Kara bit her lip, vertical furrows appearing between her eyebrows. It made her look much younger. “Blood is the trigger.”
I lifted a hand to ward her off. “You don’t have to hit me again!”
“Bite your tongue.”
“What?”
“Bite your tongue.”
I tried but it’s not easy to deliberately hurt yourself. “I canth geth any bluth,” I told her, tongue trapped painfully between my teeth.
“Bite it!” Kara shook her head, despairing of me. Without warning she reached up and knocked my chin.
“Jesu that hurt!” I had a hand to my mouth, fingers reaching in to check my tongue was still attached. They came away scarlet and I could do nothing but stare at them, the colour filling my vision and my mind.
• • •
For a moment I don’t know where I am or why my mouth aches. I crashed into the eastern spire feet first and everything went grey.

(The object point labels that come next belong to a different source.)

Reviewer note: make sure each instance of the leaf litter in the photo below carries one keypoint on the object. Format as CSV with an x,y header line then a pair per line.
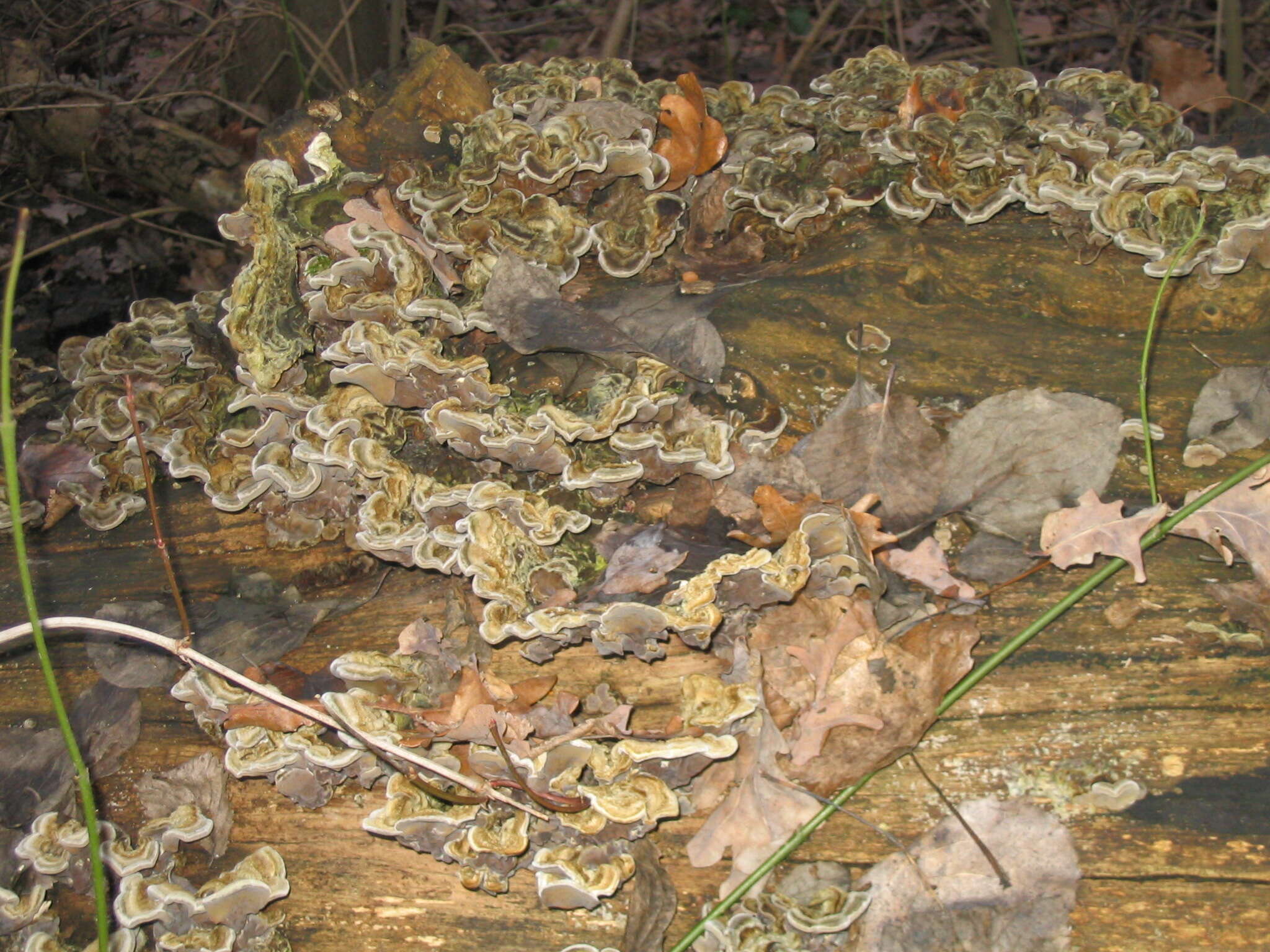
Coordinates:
x,y
838,696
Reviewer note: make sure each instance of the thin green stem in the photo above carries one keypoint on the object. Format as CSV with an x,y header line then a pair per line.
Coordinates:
x,y
295,47
1153,537
1148,347
9,447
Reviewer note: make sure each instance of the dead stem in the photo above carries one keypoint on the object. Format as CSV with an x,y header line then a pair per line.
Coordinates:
x,y
984,847
161,542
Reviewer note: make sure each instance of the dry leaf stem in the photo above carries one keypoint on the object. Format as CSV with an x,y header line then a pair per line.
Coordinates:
x,y
801,835
9,442
1147,347
266,691
161,541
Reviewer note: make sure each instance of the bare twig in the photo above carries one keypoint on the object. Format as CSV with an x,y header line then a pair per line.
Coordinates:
x,y
95,229
813,40
618,25
31,89
1002,876
161,542
266,691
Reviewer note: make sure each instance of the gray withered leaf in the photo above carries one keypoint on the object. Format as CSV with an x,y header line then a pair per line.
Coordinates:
x,y
1232,410
37,775
1248,602
107,723
523,304
201,781
945,895
884,447
1018,456
653,901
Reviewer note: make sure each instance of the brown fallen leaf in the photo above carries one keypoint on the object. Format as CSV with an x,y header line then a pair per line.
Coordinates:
x,y
757,815
779,514
1185,75
928,565
848,700
653,901
1075,536
696,143
950,104
886,447
968,908
1241,517
1248,602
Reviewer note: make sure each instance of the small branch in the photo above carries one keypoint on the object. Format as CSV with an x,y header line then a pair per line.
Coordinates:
x,y
161,542
95,229
1002,876
618,27
266,691
813,40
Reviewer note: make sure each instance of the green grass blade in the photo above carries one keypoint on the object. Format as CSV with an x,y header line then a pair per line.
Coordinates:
x,y
9,446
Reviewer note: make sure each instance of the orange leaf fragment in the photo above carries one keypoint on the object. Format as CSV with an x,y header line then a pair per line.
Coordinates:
x,y
698,141
779,514
270,716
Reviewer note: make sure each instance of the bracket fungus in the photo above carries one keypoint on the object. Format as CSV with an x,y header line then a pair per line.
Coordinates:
x,y
228,913
366,377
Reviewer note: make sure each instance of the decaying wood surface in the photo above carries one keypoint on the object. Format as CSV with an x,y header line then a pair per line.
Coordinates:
x,y
1157,702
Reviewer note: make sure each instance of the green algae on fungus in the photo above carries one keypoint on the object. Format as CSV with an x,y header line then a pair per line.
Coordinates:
x,y
353,381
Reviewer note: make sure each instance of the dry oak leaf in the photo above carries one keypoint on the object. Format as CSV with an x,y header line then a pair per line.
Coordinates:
x,y
698,141
1241,517
846,699
758,814
1073,536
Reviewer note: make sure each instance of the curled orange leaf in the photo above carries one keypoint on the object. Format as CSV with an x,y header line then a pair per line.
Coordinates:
x,y
696,143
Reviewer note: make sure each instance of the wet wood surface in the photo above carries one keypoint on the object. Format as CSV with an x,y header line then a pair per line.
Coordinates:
x,y
1162,703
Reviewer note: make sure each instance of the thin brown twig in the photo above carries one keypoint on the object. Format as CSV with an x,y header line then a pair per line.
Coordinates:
x,y
161,542
481,37
69,88
266,691
548,801
326,55
95,229
156,226
813,40
1076,35
1002,876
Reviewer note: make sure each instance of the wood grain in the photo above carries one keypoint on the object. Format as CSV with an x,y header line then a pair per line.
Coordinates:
x,y
1163,705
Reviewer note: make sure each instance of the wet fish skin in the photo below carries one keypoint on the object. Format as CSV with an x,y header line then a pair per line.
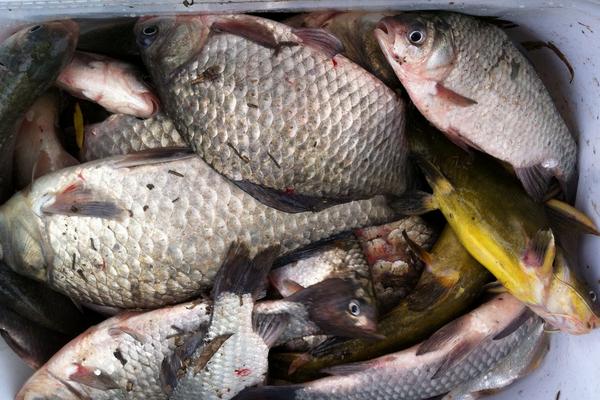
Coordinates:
x,y
115,85
472,83
38,303
513,240
232,95
146,230
124,134
30,61
33,343
38,149
461,350
355,30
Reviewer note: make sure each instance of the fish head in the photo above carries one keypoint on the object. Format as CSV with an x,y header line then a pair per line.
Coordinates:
x,y
167,43
40,49
417,46
570,304
21,238
341,307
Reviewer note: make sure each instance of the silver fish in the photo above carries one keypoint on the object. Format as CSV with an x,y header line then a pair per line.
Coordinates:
x,y
115,85
146,230
276,109
458,352
124,134
38,149
469,80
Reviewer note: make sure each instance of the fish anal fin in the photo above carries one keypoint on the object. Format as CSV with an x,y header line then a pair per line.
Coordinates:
x,y
287,201
79,200
321,40
414,202
270,326
566,217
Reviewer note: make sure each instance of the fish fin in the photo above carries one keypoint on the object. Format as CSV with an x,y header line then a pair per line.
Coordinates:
x,y
453,97
436,178
351,368
208,351
514,324
540,252
270,326
241,275
93,377
567,217
77,200
292,286
535,180
414,202
287,202
321,40
287,392
444,336
152,156
247,28
417,250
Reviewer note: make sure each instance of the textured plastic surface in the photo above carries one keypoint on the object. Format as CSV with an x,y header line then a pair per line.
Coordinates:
x,y
573,364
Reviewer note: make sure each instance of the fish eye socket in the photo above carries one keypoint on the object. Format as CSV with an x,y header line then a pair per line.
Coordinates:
x,y
416,36
354,308
150,30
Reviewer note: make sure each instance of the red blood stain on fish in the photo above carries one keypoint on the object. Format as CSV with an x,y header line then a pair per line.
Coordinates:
x,y
242,372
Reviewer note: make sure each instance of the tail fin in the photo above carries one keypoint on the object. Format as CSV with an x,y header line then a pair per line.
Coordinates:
x,y
240,275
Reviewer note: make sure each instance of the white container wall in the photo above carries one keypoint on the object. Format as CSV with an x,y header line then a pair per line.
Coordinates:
x,y
572,366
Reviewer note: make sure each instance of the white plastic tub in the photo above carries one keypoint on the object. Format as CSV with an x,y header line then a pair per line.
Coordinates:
x,y
573,365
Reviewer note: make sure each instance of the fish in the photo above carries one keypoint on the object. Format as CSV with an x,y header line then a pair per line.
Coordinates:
x,y
38,149
33,343
459,351
514,239
150,229
115,85
36,302
524,359
375,256
30,61
355,30
451,283
136,355
277,110
124,134
470,81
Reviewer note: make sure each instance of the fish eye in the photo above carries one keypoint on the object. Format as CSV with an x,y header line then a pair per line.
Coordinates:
x,y
416,36
354,308
150,30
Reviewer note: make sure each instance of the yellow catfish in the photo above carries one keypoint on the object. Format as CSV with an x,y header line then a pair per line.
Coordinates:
x,y
505,230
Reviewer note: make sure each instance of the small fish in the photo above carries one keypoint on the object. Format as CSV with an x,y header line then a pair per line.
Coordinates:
x,y
451,283
115,85
30,61
38,303
34,343
150,229
469,80
355,29
456,353
124,134
137,355
513,239
38,149
524,359
277,110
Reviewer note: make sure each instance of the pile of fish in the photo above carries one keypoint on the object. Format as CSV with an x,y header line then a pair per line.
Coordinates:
x,y
235,206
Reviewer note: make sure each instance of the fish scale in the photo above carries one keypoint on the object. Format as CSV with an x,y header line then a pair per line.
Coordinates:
x,y
287,119
169,239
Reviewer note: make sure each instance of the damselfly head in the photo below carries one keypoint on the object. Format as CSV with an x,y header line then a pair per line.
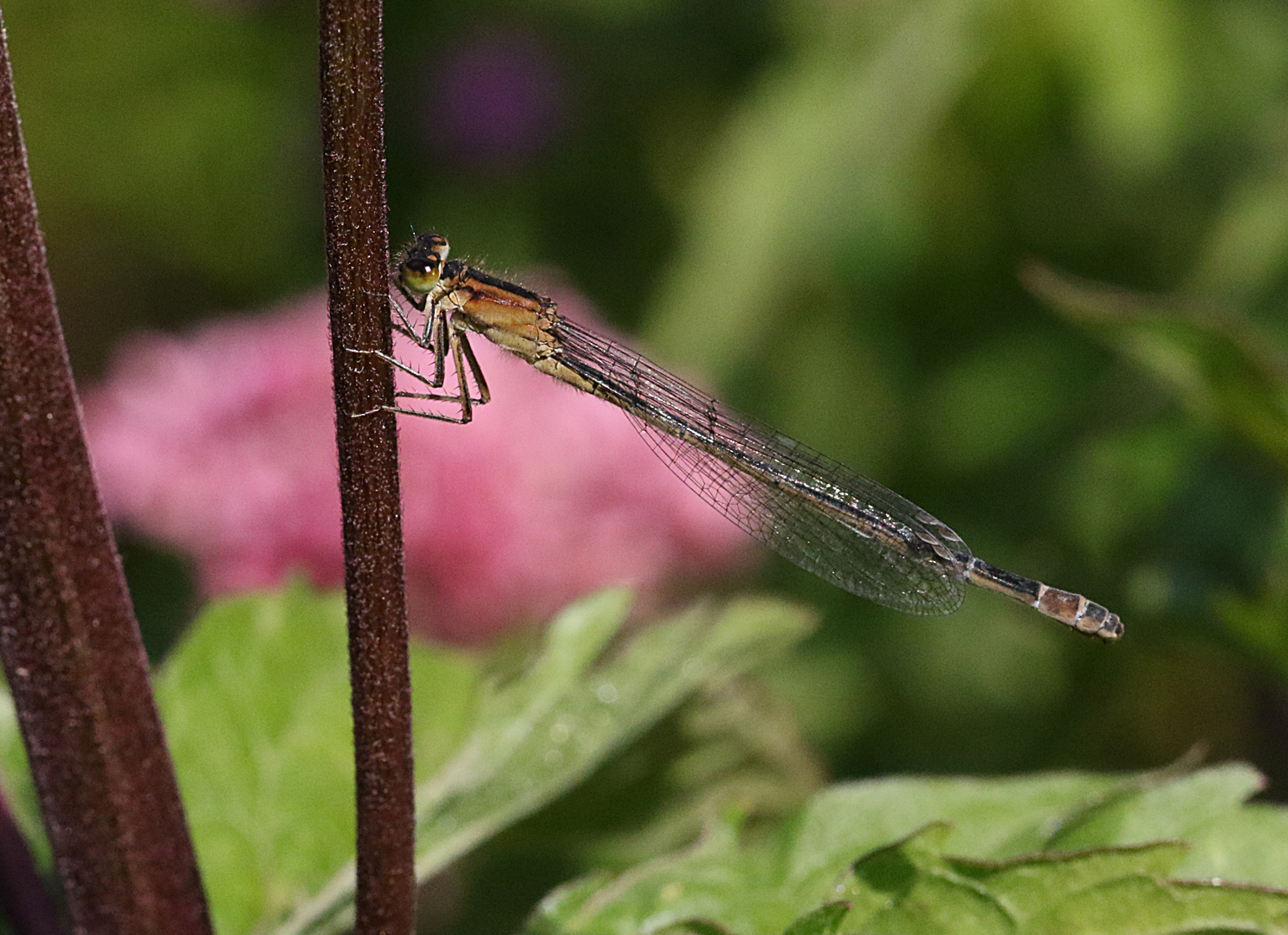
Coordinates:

My mouth hurts and when I take my hand from it crimson drips from my fingers. I must have bitten my tongue in the impact-an ungentle arrival but a kinder greeting than I would have got from the ground had I gone over the edge of the roof.
The need to get away from the blind-eye woman proves more pressing than the need to moan and groan, so I wipe my hands off and get to my feet. Sweaty, tired, and too hot I begin the climb to Garyus’s window. In later years I often took the stairs, particularly if the weather proved inclement. But even in the months before I left the city with Snorri, when I found time between rising in the afternoon and setting out into Vermillion with my band of reprobates in search of sin, I’d scale the spire once in a while. Old habits are hard to break and in any event I like to keep my hand in. When a lady invites you from her bedroom window it’s good to know how to climb.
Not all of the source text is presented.